Insect Identification in the Wild: The AMI Dataset
This work addresses the crisis of declining insect biodiversity by providing scalable tools for ecologists to monitor insects, though it is incremental as it builds on existing computer vision methods for a new domain.
The paper tackles the problem of fine-grained insect recognition in the wild by introducing the first large-scale machine learning benchmarks, including datasets from citizen science and camera traps, and achieves improved generalization across geographies and hardware setups through data augmentation techniques.
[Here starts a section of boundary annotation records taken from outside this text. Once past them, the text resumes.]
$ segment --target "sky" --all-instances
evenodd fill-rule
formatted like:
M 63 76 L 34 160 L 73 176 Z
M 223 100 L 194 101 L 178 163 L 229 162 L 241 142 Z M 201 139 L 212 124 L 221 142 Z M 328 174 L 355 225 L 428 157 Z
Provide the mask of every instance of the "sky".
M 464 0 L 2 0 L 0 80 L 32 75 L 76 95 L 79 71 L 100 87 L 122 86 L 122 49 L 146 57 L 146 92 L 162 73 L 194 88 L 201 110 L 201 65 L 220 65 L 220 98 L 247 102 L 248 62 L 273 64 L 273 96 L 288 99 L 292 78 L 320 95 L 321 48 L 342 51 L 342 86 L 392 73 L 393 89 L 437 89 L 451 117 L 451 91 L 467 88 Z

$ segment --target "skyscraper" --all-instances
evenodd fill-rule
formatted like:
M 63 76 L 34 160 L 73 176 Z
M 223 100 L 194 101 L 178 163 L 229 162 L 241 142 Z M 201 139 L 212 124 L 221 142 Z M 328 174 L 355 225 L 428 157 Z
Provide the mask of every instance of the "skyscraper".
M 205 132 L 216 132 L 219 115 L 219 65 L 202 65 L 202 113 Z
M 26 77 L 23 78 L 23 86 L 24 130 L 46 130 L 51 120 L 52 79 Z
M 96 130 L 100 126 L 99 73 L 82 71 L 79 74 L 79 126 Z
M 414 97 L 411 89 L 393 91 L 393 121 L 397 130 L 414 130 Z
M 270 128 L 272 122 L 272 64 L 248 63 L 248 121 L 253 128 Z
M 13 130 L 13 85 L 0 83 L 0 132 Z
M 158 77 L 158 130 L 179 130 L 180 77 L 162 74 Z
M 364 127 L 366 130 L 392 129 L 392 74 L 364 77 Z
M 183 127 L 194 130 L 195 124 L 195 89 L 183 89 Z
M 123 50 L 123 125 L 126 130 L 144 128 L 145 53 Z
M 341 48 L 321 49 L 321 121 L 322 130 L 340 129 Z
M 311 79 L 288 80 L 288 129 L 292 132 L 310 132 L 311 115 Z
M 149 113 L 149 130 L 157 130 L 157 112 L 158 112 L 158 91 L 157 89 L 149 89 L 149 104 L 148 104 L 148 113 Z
Insects represent half of all global biodiversity, yet many of the world's insects are disappearing, with severe implications for ecosystems and agriculture. Despite this crisis, data on insect diversity and abundance remain woefully inadequate, due to the scarcity of human experts and the lack of scalable tools for monitoring. Ecologists have started to adopt camera traps to record and study insects, and have proposed computer vision algorithms as an answer for scalable data processing. However, insect monitoring in the wild poses unique challenges that have not yet been addressed within computer vision, including the combination of long-tailed data, extremely similar classes, and significant distribution shifts. We provide the first large-scale machine learning benchmarks for fine-grained insect recognition, designed to match real-world tasks faced by ecologists. Our contributions include a curated dataset of images from citizen science platforms and museums, and an expert-annotated dataset drawn from automated camera traps across multiple continents, designed to test out-of-distribution generalization under field conditions. We train and evaluate a variety of baseline algorithms and introduce a combination of data augmentation techniques that enhance generalization across geographies and hardware setups.